Поразительно догадливая обиженно икнула.
— Я же интересуюсь твоей жизнью, неужели нельзя повежливее?! — загнусила она.
— Прости, но я уже рассказала тебе всё! Финн устроил истерику, а я сказала, что мне это надоело. Что непонятного? Думаю, все, кроме тебя, видели, что мы с ним слишком разные.
— И ты в самом деле заявила ему, что ваши отношения напоминали страшные фильмы ужасов, которые ты имела несчастье смотреть вместе с ним? — потрясённо продолжала вопрошать Октавия.
— Ну, — чуть смущённо отпила я чай, с презрением покосившись на открытую бутылку пива, стоящую перед Октавией, — у меня накипело.
— Ты всё ещё никак не успокоишься? — вернулась из туалета Рейвен, а я мысленно поблагодарила бога за адекватную подругу, коей Рейес являлась.
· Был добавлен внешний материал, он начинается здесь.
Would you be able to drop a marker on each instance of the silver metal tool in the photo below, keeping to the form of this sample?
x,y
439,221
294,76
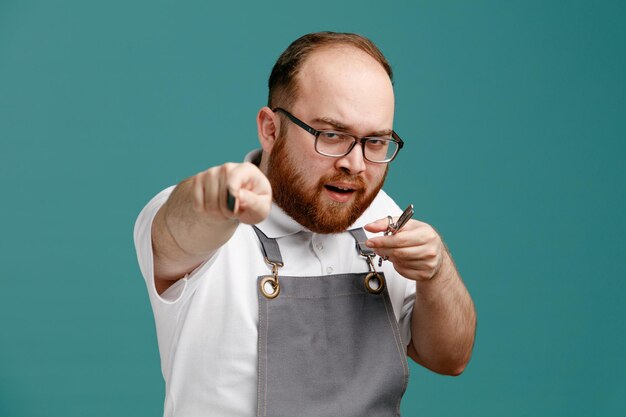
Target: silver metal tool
x,y
394,228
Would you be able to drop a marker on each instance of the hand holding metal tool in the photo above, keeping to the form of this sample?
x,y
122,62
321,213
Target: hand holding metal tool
x,y
394,228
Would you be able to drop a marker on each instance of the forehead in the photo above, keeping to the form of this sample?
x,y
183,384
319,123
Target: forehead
x,y
345,84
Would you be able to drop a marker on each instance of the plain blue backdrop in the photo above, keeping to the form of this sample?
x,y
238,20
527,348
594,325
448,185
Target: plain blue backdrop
x,y
513,113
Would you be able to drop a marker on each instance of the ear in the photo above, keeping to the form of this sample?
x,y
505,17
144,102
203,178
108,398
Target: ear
x,y
268,125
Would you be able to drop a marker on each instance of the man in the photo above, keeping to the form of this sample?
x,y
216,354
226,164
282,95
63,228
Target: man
x,y
292,316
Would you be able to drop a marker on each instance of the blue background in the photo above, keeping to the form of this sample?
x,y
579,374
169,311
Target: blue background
x,y
514,118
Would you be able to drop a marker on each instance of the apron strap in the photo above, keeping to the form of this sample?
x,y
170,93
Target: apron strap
x,y
270,248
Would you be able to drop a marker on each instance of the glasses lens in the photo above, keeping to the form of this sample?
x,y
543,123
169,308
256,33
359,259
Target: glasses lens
x,y
333,143
380,149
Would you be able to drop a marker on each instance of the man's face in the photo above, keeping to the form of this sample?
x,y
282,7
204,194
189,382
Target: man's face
x,y
339,89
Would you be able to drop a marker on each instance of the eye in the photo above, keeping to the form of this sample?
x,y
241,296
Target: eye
x,y
334,136
377,142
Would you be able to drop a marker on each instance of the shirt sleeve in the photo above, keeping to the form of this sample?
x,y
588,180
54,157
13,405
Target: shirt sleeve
x,y
143,245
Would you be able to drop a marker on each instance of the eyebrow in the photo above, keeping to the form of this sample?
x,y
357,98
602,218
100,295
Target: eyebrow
x,y
340,126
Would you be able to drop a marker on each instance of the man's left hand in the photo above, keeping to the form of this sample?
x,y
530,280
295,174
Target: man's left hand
x,y
416,251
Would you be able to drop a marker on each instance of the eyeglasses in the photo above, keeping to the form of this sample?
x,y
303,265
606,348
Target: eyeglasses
x,y
339,144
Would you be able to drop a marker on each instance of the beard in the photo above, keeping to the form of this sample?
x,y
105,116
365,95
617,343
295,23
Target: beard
x,y
307,205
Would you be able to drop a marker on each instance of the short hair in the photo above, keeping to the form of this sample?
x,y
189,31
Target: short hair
x,y
283,88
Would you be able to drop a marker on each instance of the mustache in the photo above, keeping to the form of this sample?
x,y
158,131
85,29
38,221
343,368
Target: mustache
x,y
355,180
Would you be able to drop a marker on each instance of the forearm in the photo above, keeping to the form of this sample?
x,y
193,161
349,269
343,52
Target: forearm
x,y
183,236
443,322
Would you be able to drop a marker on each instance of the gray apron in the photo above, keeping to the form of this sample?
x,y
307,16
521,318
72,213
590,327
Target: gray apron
x,y
328,345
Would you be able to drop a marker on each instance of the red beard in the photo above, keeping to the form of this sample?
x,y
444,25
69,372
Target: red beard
x,y
308,206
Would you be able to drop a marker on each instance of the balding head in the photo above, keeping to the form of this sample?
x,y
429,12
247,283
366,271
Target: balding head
x,y
283,82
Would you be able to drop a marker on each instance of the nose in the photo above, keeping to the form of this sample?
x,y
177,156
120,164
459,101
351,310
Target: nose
x,y
352,163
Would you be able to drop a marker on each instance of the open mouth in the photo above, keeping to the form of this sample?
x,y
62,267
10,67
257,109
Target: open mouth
x,y
340,190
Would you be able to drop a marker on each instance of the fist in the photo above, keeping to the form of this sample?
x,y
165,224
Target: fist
x,y
245,182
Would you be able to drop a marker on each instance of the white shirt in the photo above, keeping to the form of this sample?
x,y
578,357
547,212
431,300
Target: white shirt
x,y
207,322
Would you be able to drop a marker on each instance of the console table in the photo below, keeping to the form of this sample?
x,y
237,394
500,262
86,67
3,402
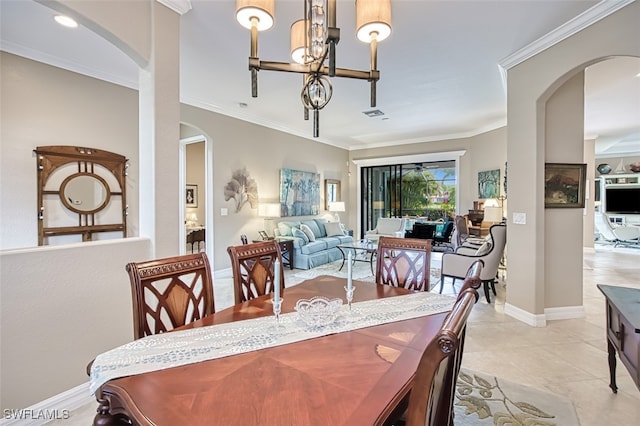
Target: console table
x,y
623,330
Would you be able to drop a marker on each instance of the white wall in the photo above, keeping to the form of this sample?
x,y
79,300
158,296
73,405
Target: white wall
x,y
60,307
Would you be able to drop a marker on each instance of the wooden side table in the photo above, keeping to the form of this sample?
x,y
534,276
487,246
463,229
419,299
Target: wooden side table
x,y
623,330
286,249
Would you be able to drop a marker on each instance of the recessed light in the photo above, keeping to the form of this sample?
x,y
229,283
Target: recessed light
x,y
66,21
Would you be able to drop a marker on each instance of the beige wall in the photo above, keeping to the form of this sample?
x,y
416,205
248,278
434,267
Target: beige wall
x,y
44,105
263,152
616,34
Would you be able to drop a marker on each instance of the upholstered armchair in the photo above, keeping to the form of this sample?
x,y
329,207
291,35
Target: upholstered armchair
x,y
388,227
455,265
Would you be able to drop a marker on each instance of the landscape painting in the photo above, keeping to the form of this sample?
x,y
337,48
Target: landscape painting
x,y
564,185
489,184
299,193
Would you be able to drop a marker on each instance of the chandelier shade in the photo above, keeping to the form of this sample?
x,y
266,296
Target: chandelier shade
x,y
262,10
373,20
313,46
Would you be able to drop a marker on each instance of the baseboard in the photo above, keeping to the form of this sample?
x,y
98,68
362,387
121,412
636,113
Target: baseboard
x,y
55,408
565,312
524,316
550,314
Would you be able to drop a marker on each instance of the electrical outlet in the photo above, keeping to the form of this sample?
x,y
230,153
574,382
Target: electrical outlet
x,y
520,218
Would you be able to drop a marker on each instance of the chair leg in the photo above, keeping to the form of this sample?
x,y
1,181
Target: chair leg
x,y
486,291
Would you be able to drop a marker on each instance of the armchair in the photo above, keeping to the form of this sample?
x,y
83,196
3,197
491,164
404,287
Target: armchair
x,y
388,227
455,265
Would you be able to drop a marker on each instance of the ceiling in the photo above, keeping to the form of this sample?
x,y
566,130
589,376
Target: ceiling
x,y
440,68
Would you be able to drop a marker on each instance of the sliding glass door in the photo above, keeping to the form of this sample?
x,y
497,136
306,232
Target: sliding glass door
x,y
425,190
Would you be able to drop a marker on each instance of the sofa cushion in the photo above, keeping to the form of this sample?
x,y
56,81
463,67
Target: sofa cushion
x,y
297,232
333,229
313,247
321,225
313,226
285,228
308,232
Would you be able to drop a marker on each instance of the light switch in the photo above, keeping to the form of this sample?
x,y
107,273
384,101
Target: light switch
x,y
520,218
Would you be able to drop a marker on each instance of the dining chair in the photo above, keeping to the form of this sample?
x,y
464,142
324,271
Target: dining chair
x,y
454,265
253,269
170,292
403,262
433,391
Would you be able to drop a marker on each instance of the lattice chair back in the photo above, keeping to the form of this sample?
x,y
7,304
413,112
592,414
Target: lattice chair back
x,y
170,292
253,269
403,262
434,386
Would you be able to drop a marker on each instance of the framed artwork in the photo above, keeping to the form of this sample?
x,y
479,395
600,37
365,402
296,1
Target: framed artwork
x,y
299,193
564,185
489,184
191,195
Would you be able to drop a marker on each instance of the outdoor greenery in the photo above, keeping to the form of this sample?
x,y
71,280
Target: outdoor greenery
x,y
426,195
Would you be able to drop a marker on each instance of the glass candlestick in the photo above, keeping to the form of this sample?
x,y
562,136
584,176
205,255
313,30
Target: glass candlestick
x,y
349,289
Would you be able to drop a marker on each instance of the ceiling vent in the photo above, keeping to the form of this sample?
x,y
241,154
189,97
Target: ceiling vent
x,y
373,113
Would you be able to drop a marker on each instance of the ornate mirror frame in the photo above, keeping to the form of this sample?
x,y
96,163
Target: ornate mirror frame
x,y
74,165
332,192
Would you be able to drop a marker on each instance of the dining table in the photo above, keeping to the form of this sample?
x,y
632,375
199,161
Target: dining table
x,y
362,376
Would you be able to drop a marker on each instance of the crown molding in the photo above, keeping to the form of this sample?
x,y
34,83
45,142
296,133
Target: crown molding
x,y
580,22
179,6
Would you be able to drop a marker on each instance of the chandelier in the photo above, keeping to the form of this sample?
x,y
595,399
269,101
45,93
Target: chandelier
x,y
313,46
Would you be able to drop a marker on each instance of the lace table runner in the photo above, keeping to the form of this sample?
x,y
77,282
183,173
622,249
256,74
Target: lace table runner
x,y
161,351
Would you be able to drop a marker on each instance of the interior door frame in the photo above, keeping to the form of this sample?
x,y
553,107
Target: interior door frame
x,y
207,191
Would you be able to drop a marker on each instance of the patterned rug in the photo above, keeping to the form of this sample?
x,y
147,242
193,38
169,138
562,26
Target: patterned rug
x,y
482,399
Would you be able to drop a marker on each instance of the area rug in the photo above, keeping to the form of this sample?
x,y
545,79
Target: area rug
x,y
482,399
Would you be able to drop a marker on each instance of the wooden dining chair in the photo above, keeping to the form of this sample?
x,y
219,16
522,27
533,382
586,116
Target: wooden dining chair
x,y
253,269
403,262
170,292
433,391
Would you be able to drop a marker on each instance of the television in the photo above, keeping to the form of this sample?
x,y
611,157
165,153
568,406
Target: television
x,y
622,199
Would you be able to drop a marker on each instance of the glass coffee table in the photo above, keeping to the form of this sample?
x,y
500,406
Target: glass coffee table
x,y
366,248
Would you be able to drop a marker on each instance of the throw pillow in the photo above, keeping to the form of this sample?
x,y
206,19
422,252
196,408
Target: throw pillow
x,y
333,229
298,233
484,249
304,228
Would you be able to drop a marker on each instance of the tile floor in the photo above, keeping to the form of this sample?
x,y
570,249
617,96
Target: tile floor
x,y
568,357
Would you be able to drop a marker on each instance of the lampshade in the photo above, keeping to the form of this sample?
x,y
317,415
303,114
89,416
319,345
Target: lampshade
x,y
373,17
263,10
492,214
337,206
298,42
491,202
269,209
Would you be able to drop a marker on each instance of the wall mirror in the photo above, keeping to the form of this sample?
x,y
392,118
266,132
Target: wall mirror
x,y
332,192
81,194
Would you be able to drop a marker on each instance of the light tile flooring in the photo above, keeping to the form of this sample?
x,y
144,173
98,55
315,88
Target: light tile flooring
x,y
567,357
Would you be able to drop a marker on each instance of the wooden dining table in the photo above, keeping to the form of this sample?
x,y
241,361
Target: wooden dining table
x,y
352,378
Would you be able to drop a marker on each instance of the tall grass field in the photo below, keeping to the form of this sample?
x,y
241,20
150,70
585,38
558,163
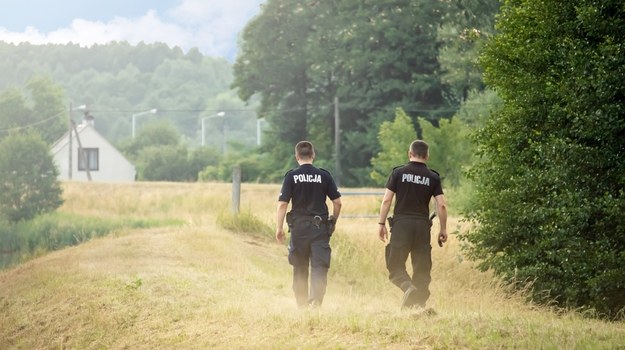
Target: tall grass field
x,y
215,280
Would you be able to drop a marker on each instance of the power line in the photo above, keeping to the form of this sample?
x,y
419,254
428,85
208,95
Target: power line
x,y
21,127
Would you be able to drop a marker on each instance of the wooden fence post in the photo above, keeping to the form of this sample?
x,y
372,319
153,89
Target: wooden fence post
x,y
236,189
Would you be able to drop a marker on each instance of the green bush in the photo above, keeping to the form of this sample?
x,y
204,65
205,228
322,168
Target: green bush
x,y
550,190
49,232
246,222
28,178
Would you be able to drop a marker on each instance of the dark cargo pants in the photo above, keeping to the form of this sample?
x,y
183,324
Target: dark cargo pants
x,y
309,246
410,236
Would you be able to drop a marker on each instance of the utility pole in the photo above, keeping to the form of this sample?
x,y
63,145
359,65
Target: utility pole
x,y
69,133
337,141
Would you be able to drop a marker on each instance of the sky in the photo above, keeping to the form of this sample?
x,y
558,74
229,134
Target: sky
x,y
212,26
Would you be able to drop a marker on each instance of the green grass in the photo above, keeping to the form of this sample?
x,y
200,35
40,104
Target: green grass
x,y
212,283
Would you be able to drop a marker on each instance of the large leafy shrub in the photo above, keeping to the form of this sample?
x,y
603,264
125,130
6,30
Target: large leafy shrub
x,y
551,184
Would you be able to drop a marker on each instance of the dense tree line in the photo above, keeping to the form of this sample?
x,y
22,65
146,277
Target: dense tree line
x,y
550,186
374,56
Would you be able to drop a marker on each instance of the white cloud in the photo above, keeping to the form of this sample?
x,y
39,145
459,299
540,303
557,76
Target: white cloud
x,y
211,26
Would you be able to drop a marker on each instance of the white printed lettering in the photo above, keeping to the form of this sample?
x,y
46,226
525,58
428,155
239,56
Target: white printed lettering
x,y
307,178
417,179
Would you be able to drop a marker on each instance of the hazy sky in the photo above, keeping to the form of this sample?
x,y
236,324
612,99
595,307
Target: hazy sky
x,y
210,25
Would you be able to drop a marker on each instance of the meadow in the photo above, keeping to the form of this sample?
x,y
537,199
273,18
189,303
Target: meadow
x,y
206,279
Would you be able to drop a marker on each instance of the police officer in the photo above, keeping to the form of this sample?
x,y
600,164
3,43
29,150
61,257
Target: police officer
x,y
414,184
310,225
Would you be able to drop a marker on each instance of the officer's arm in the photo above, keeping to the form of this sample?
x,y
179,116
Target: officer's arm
x,y
385,207
280,215
441,211
336,208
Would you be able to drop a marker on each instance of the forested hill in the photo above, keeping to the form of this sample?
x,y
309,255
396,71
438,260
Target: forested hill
x,y
117,80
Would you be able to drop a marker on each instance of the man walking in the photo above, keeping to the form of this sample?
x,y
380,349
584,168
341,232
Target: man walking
x,y
311,228
414,184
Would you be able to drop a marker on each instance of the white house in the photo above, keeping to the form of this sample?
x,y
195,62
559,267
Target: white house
x,y
91,156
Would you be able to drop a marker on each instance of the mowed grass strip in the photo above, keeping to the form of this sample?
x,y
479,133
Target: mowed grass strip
x,y
202,286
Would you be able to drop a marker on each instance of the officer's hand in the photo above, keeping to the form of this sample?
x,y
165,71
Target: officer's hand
x,y
442,238
280,234
331,224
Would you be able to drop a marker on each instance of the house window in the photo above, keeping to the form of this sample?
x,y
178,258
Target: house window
x,y
88,159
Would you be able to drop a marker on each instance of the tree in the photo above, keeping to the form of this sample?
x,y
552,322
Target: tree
x,y
42,109
395,138
374,56
28,177
550,190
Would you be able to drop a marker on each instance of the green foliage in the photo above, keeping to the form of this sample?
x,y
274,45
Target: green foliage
x,y
28,178
550,190
116,80
451,148
246,222
164,163
252,165
395,138
375,57
468,26
40,109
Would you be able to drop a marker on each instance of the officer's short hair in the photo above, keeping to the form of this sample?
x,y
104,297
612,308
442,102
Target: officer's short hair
x,y
304,149
419,148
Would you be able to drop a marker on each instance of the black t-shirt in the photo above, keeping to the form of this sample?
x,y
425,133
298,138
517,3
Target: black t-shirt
x,y
307,187
414,185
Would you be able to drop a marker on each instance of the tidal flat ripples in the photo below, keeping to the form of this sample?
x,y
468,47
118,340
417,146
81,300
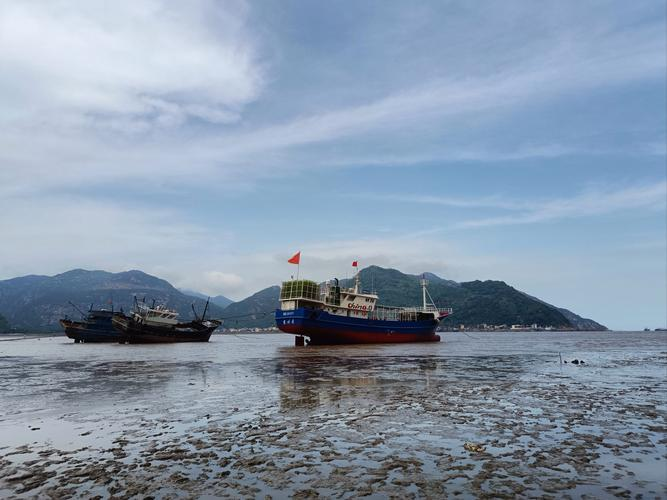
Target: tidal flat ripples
x,y
250,416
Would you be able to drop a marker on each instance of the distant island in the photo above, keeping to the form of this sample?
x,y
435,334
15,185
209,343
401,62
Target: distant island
x,y
36,303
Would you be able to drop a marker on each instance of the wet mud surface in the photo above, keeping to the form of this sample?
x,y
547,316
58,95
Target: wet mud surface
x,y
490,416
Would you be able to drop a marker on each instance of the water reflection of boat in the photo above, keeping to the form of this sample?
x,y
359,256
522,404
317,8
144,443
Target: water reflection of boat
x,y
157,324
95,326
330,314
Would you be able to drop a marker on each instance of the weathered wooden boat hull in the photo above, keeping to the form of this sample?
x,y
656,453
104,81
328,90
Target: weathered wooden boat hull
x,y
133,332
98,328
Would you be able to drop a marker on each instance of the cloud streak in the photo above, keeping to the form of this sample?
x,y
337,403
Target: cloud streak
x,y
592,203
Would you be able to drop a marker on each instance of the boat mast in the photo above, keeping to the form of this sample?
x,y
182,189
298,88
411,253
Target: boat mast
x,y
424,282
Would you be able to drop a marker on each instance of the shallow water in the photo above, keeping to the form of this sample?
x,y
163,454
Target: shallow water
x,y
251,415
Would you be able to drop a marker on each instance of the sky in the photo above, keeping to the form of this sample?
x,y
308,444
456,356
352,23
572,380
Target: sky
x,y
206,142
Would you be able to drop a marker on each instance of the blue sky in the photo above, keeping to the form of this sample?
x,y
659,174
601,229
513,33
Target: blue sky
x,y
206,142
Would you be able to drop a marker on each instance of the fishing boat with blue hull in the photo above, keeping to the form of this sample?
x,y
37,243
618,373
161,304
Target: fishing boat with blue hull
x,y
95,326
331,314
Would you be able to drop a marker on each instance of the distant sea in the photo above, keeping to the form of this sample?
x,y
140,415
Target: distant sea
x,y
493,414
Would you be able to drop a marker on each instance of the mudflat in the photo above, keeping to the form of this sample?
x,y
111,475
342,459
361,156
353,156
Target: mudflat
x,y
482,414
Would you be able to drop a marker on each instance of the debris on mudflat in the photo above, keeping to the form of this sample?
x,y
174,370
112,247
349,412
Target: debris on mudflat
x,y
473,448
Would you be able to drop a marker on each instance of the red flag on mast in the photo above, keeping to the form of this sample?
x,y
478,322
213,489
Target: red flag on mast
x,y
295,258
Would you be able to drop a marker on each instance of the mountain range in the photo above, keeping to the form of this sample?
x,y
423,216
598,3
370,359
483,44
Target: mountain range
x,y
36,303
475,302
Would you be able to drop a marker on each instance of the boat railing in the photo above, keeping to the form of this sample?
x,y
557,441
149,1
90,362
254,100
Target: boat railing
x,y
389,313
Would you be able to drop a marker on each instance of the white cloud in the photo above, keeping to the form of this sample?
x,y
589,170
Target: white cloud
x,y
124,65
587,204
109,71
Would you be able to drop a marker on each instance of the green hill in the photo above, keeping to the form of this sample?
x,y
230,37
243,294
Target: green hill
x,y
255,311
36,303
474,303
4,324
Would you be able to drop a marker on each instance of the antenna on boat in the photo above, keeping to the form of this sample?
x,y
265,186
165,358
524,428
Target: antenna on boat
x,y
424,282
205,308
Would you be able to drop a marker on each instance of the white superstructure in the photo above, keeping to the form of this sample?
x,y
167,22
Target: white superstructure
x,y
159,315
353,302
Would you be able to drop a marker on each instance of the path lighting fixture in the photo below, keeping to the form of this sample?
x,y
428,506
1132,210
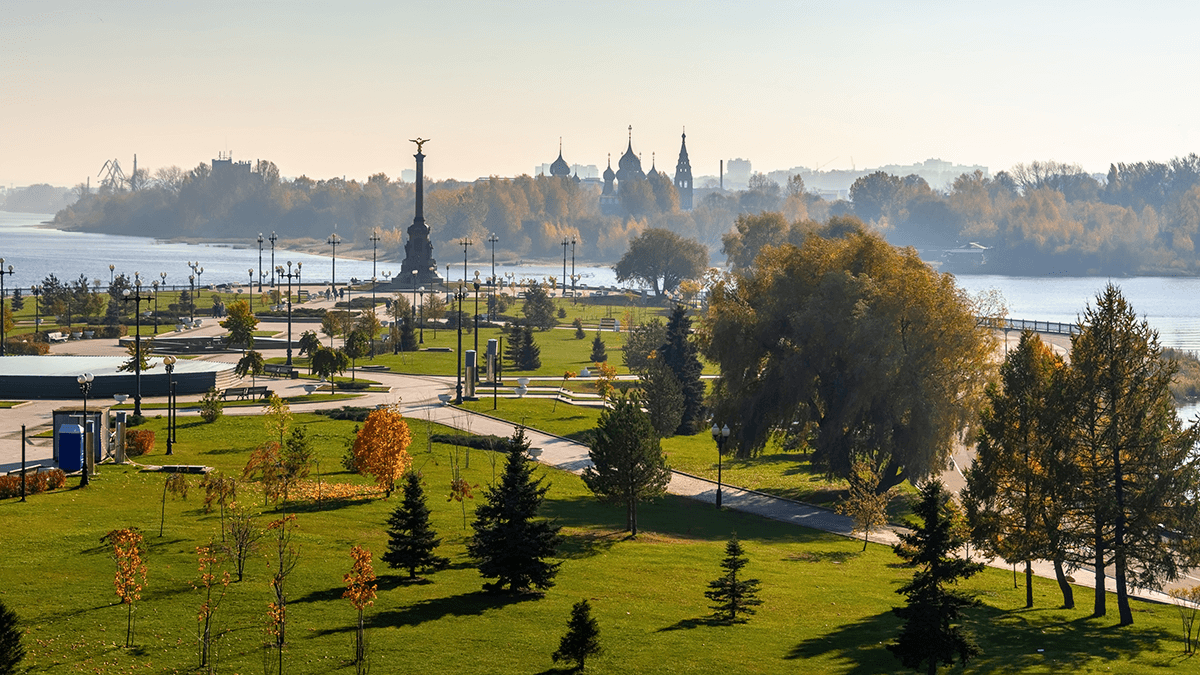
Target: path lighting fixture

Плюхнувшись на удобный диванчик и рассеянно проведя рукой по тёмным волосам, Рейвен чуть приобняла меня.
— Октавия, наша Кларк была слишком хороша для Финна; я всегда говорила, что этот ограниченный и самовлюблённый болван ей не подходит.
— Что-то я такого не слышала, — возмущённо вскинула я брови, впрочем, подыгрывая.
— Щадила твои чувства, — отмахнулась Рейвен и хищно покосилась на барную стойку, за которой красовался бледный парень, ловко подбрасывая бутылки и смешивая коктейли.
— Тебе нужно срочно кого-то найти! — странно, но алкоголь превращал относительно нормальную Октавию в немыслимую сваху. — Посмотри по сторонам! Сколько можно быть одной?
— Второй день! — съязвила я. — Октавия, идёт всего второй день. Я не чувствую, что сейчас готова к отношениям. Скажу больше — я даже не вкусила прелести одинокой жизни! Просто не успела! Может, остановишься уже?
Октавия недовольно бурчала, но, в конце концов, успокоилась, и мы вполне мирно провели остаток вечера, обсуждая Линкольна и его подозрительно долгое молчание (он не отвечал на сообщение Октавии — страшно подумать! — уже полчаса), симпатичного бармена, у которого, как я подозревала, Рейвен перед уходом успела выцепить номер телефона, всякие нюансы по учёбе. В общем, обычные дамские разговоры, которые помогли мне немного отвлечься от мыслей о Лексе.
Меня страшно пугала наша предстоящая встреча: я абсолютно не знала, о чём с ней можно говорить, а пытаться предугадать и выстроить диалог не получалось. Я запиналась где-то на реплике: «Привет». Встретиться мы должны были в субботу, Лекса успела после нашей небольшой переписки прислать сообщение с ценными указаниями, где и во сколько мне быть.
Перед встречей я жутко нервничала, хотя в этом был свой плюс: пытаясь отвлечься, я с головой уходила в работу над набросками, поэтому скоро квартира, и без того захламлённая, представляла собой склад бумаг, карандашей и разбросанных тюбиков с красками.
Я задумчиво циркулировала от зеркала к шкафу с одеждой. Её было не особо много, как выяснилось внезапно, потому что ничего не подходило, ничего не нравилось, всё казалось смешным, топорщащимся на мне. Я даже тихонько подвывала от такой несправедливости. Потом решила не заморачиваться; за окном практически лето: футболка и джинсы будут оптимальным решением. В конце концов, я просто иду на встречу со знакомой, глупо будет наряжаться, как на выпускной бал в школе. С собой возьму рубашку, мало ли вечером будет холодно. Если мы вообще пробудем на улице до этого времени. Может, зайдём куда. Решено. Я со спокойной душой (как мне казалось), в последний раз покрутилась у зеркала: сойдёт.